-
Notifications
You must be signed in to change notification settings - Fork 262
Description
Is your feature request related to a problem? Please describe.
At the moment there are two internal joins in Pregel:
- edges LEFT JOIN states ON id = src -> triplets
- triplets LEFT JOIN states ON id = dst -> full-triplets
It is a right way to generate full triplets and I still think that it is better than GraphX model (materialize and update triplets) because memory is more important that cpu.
But. For some algorithms (LPA, PageRank, K-Core, Rocha-Thatte, etc.) the destination state is not required at all!
Describe the solution you would like
A new optional flag requireDstState with true by default (current behavior). If it is false, skip the second join at all.

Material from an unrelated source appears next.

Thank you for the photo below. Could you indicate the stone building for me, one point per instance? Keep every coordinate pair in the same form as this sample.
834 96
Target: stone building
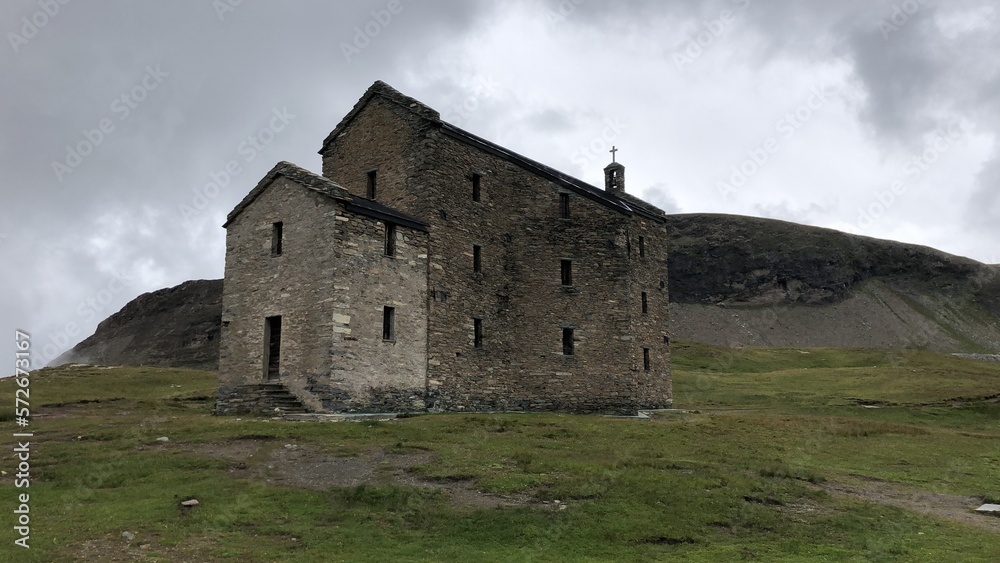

Provide this only in Scala, cause it is a kind of "developer API" that require from people to understand what do they do. For example, if user requested sendMsgToDst or any dst columns in message generation and at the same time turn of the described above flag, there will be tricky and complicated runtime errors. I would like to keep it in public JVM API only.
Also I want to update all the standard library (LPA, K-Core, Rocha-Thatte) with this optimization.
Component
- Scala Core Internal
- Scala API
- Spark Connect Plugin
- Infrastructure
- PySpark Classic
- PySpark Connect
Additional context
Are you planning on creating a PR?
- I'm willing to make a pull-request